Durchweg Könner am Werk
Dabei haben wir es in September 5 nicht mit einem reinen Kammerspiel zu tun, sondern mit einem hochspannenden Film, der das Maximum aus Stoff und Umgebung herausholt. Möglich wird das, weil bei September 5 durchweg Könner am Werk sind. Neben Regie und Kamera ist das dem bereits mehrfach preisnominierten Schnitt von Hansjörg Weißbrich zu verdanken – und natürlich einem hervorragenden Cast. Obwohl ein deutscher Film, wurden alle US-amerikanischen Rollen mit US-Amerikanern besetzt. Einzig Leonie Benesch spricht ihre Rolle als deutsche Übersetzerin Marianne Gebhardt im Original teilweise auch auf Deutsch.

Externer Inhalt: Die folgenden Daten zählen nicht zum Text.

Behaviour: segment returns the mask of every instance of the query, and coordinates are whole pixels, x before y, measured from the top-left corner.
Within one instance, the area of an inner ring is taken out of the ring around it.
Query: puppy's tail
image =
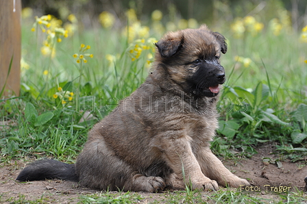
[[[29,164],[16,179],[19,181],[39,181],[60,179],[78,181],[75,164],[65,164],[57,160],[44,159]]]

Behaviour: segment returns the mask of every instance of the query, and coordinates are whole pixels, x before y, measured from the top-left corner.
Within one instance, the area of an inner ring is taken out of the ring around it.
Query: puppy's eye
[[[201,62],[201,60],[200,60],[199,59],[196,60],[195,61],[193,62],[192,64],[199,64]]]

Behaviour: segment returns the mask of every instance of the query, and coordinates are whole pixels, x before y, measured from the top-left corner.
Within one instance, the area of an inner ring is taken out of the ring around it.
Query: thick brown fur
[[[210,149],[219,84],[225,81],[224,37],[202,25],[169,32],[156,46],[145,83],[89,132],[76,179],[90,188],[125,191],[158,192],[172,186],[174,175],[193,189],[249,186]],[[26,179],[26,173],[20,177]]]

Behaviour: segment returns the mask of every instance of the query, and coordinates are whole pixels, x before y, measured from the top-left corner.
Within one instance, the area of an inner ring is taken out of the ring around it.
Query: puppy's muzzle
[[[225,82],[225,72],[221,71],[215,74],[215,77],[217,79],[219,84],[222,84]]]

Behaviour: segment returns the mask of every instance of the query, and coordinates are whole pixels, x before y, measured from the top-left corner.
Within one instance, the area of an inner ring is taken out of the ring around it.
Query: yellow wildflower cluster
[[[82,63],[82,62],[84,63],[88,62],[88,60],[86,59],[85,57],[90,57],[90,58],[93,58],[94,56],[93,54],[90,53],[84,53],[84,52],[88,49],[90,49],[90,46],[86,45],[85,46],[84,44],[81,44],[80,48],[79,49],[79,53],[75,53],[73,55],[73,57],[74,58],[77,58],[76,62],[77,63]]]
[[[47,34],[47,39],[43,42],[40,51],[45,56],[54,58],[56,55],[55,42],[62,42],[62,38],[67,38],[68,31],[61,27],[62,21],[58,20],[51,15],[45,15],[38,18],[35,17],[36,21],[31,30],[36,31],[36,27],[39,27],[43,33]]]
[[[103,12],[99,14],[99,21],[104,28],[111,28],[115,22],[115,17],[110,12]]]
[[[243,18],[238,18],[231,25],[231,29],[236,38],[240,38],[244,36],[245,31],[256,36],[261,32],[265,25],[258,22],[254,16],[247,16]]]
[[[301,40],[304,42],[307,42],[307,25],[303,27],[301,34]]]
[[[59,98],[62,100],[62,104],[65,104],[66,102],[73,101],[73,92],[64,90],[62,87],[58,87],[58,92],[53,94],[53,99]]]
[[[243,64],[244,66],[246,68],[249,67],[251,63],[253,62],[249,58],[243,58],[241,56],[235,56],[234,60]]]
[[[149,50],[153,53],[155,51],[155,43],[157,40],[154,38],[148,38],[147,40],[143,39],[138,39],[134,40],[134,43],[128,47],[128,54],[133,62],[138,59],[144,50]],[[152,56],[152,55],[151,55]],[[148,59],[147,64],[150,64],[153,61],[152,57]]]

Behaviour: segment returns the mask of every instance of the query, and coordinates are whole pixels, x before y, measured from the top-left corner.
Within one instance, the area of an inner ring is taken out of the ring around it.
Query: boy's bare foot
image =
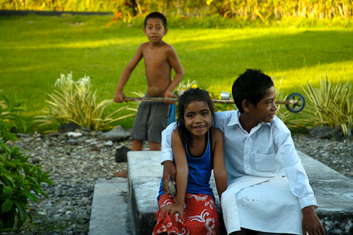
[[[112,172],[112,174],[117,177],[120,178],[127,178],[127,171],[123,171],[120,172]]]

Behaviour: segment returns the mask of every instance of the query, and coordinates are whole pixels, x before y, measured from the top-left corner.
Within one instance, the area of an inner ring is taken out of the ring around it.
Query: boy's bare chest
[[[145,65],[148,66],[165,66],[168,63],[168,57],[163,50],[149,50],[144,53]]]

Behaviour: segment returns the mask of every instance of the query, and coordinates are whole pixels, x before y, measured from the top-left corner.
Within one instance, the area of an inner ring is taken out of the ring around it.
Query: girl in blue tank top
[[[220,223],[212,189],[212,171],[217,192],[227,187],[223,133],[211,128],[214,114],[209,93],[191,88],[179,98],[177,128],[171,136],[176,168],[176,195],[158,195],[159,210],[154,234],[219,234]]]

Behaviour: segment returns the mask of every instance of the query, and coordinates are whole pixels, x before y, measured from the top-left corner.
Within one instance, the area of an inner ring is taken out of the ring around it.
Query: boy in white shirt
[[[316,199],[289,130],[276,115],[271,78],[247,69],[232,87],[236,111],[215,113],[214,127],[224,132],[228,188],[222,194],[228,234],[323,235]],[[175,182],[170,124],[162,132],[163,186]],[[178,185],[177,185],[178,188]]]

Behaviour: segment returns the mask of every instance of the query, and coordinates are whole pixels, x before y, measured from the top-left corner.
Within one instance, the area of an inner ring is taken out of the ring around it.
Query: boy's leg
[[[149,151],[161,151],[161,143],[149,142]]]

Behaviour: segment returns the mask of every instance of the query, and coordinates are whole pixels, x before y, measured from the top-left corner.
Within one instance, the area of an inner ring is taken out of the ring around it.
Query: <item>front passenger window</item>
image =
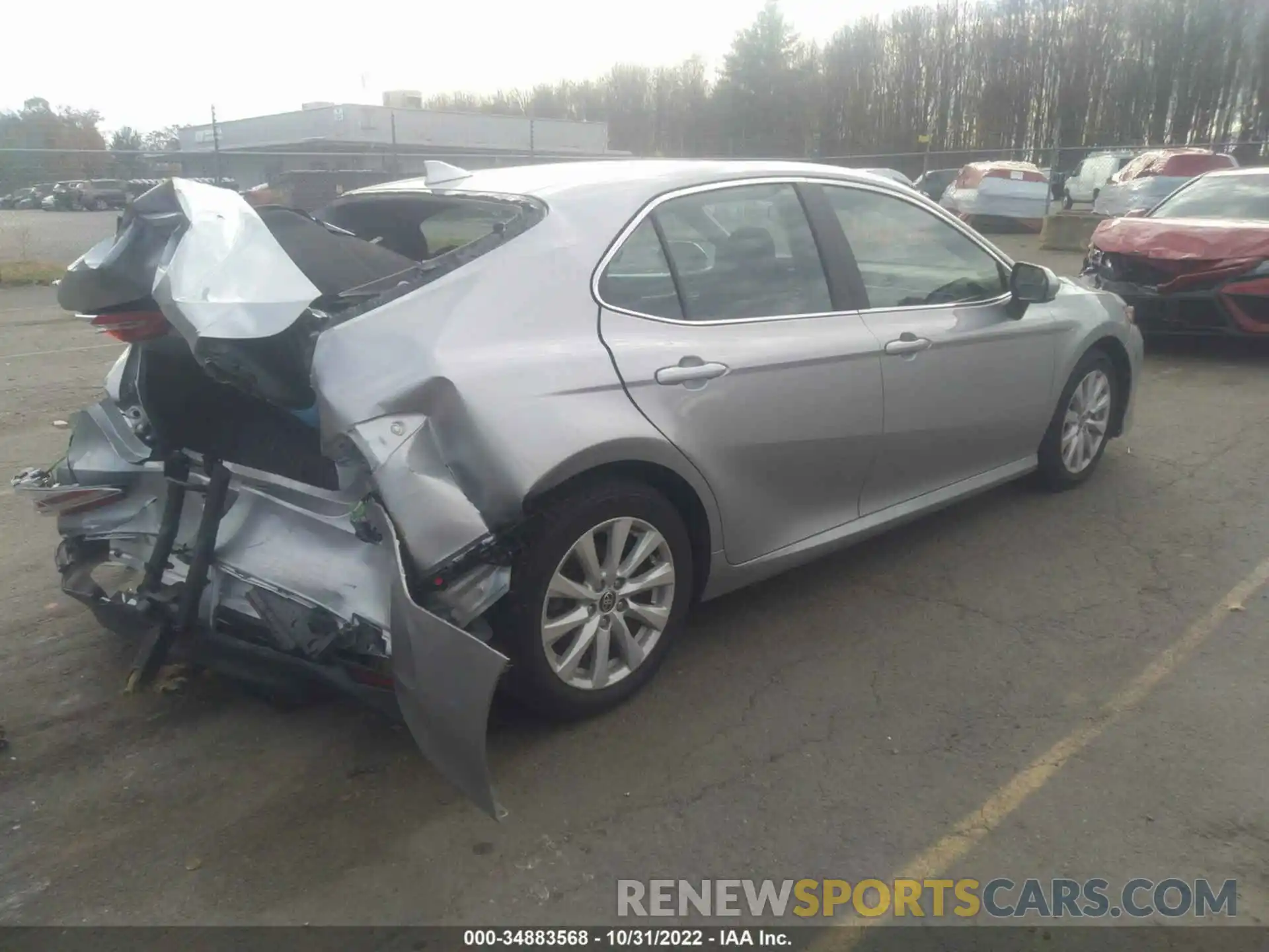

September 5 ist kein dokumentarisches Making-of. Dennoch erlaubt er einen interessanten Einblick in die Redaktionsarbeit. Aus heutiger Sicht erstaunt der enorme Einsatz großformatiger Geräte. So in den Maschinenraum der Vergangenheit zu blicken, ist reizvoll. Deutlich wird, um wie vieles riskanter es war, Material zu zerstören – ein falscher Handgriff, und alles war verloren. Wir sehen hochprofessionelle Techniker am Werk, Spezialistinnen, Handwerker. Und wir stellen uns gemeinsam mit ihnen die moralischen Fragen: Was darf man zeigen? Was darf man sagen? Wie geht man mit dem Geschehen um, um es zum Nachrichtenmaterial zu machen?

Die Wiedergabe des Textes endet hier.